Nuestro príncipe había pasado de tener todo, a no tener nada. De ser el hijo de un rey a ser un don nadie, y le costaba asimilarlo. Ahora era un extraño en una tierra extraña. Sus ansias de volver a casa le hacían espolear a su caballo. Llevaba una semana de camino cuando el caballo cedió, y el príncipe gritó furiosamente mientras el caballo moría en el camino. Tenía que darse prisa pues se estaba quedando sin víveres. Le llevó dos días más a pié, pero al fin divisó una pequeña aldea. Atardecía. El caso es que estaba como al principio, sin comida y sin caballo. Llamó a una de las puertas y salió una pareja de ancianos:

- Necesito un sitio para pasar la noche...
- ¿De dónde vienes forastero? – Contestó el anciano.
- Vengo de muy lejos, de la cabaña de un herrero que está a una semana de aquí. Busco el camino para regresar al reino de X.
- No conozco ningún reino con ese nombre, pero pasa, pasa... Has tenido mala suerte, esta es una zona muy poco poblada del país, el único pueblo que conocemos está muy lejos, al lado del mar.
- Necesito ir a ese pueblo.
- ¿Y cómo tienes pensado ir?
- No lo sé, no tengo dinero, ni caballo, ni provisiones, ni nada.- Respondió descorazonado.

El anciano se quedó pensativo, y luego dijo:

- Bueno, no te preocupes ¿Has pensado en trabajar? ¿Qué sabes hacer?
- Nad... Bueno, soy un herrero experto.
- Mmmm, es complicado, no hay herreros en esta aldea, todo el material de herrería lo intercambiamos a medio camino con el herrero de donde vienes una vez al año. Nosotros somos carpinteros, ¿Has trabajado alguna vez la madera?
- Pues no. (El príncipe pensando... ¡Dios, no, otra vez no!)
- Pues aprenderás.

Pues eso, que el príncipe se tiró otros dos años trabajando de carpintero en esa aldea, hasta que pudo ganarse un caballo y la comida para una semana. Pero esta vez fue más paciente y cuidó mejor al caballo. Paraba con frecuencia para que bebiera y comiera, y procuraba no cansarlo demasiado.

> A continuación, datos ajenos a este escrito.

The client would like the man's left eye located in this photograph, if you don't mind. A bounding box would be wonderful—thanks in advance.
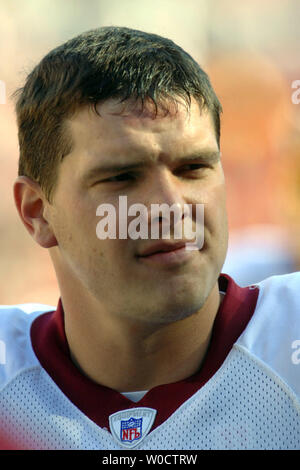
[178,163,206,173]
[105,173,134,183]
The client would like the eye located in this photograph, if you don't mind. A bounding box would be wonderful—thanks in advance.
[176,163,207,176]
[103,172,135,183]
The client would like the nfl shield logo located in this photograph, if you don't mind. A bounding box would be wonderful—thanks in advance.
[109,407,156,449]
[120,418,143,442]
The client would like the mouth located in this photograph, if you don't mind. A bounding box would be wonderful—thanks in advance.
[138,241,193,266]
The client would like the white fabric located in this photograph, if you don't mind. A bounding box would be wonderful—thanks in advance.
[0,273,300,450]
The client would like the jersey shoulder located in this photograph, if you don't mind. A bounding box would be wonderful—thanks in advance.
[0,303,55,389]
[236,272,300,397]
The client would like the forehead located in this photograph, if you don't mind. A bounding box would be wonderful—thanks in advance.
[68,99,218,162]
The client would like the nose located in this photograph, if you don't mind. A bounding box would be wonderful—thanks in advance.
[144,167,190,238]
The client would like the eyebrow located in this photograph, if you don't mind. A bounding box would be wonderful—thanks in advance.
[83,150,221,181]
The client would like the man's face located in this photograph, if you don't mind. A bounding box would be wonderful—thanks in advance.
[48,100,227,323]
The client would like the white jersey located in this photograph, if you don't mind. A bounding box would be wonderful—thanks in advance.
[0,273,300,450]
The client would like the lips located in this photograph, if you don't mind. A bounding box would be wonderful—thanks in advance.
[138,241,186,258]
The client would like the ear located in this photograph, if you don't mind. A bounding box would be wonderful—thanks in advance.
[14,176,57,248]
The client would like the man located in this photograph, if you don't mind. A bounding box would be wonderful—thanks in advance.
[0,27,300,449]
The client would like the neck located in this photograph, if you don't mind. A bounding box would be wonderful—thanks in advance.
[62,284,222,392]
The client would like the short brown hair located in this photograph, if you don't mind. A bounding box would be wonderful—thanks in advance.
[15,27,222,200]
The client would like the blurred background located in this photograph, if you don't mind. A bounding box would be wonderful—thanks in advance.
[0,0,300,305]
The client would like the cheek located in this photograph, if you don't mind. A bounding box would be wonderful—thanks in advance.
[204,182,228,242]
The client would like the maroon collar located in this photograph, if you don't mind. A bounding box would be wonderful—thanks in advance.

Hasta le cogió cariño.
Una semana después de dejar la aldea de los carpinteros, llegó al pueblo de mar. Pensó que al ser un pueblo la gente estaría más informada, conocerían su país y le dirían como regresar. Así que con una sonrisa de oreja a oreja, llamó a la primera puerta que encontró, y un hombre barbudo y de aspecto desaliñado le abrió.

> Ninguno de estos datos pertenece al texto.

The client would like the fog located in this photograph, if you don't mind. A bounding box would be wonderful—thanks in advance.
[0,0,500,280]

- Buenas tardes buen hombre, busco el camino para el reino de X.
- Lo siento, caballero, pero jamás se oyó hablar de ese lugar por aquí, me temo que no puedo ayudarle.

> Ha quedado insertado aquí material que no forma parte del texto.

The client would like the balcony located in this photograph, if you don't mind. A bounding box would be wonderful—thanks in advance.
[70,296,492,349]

La sonrisa se le borró de la cara como si una nube le cubriera de repente con su sombra. Pensó que todo era inútil y jamás conseguiría regresar. Una lágrima apareció en sus ojos.

- No se desanime... Quizás en la ciudad que hay al otro lado de la montaña, alguien sepa llevarle hasta allí. No es un país vecino, así que posiblemente le salga caro el viaje.
- No tengo dinero, solo mi caballo. ¿Necesitan un herrero o un carpintero en el pueblo?
- Pues no, la verdad, nos traen esas cosas del valle que hay en esa dirección... (Señalando el camino del que venía).
- ¿De qué podría trabajar aquí?
- Somos un pueblo de pescadores joven, si tantas ganas tiene de trabajar, podrá embarcar mañana mismo en mi barco.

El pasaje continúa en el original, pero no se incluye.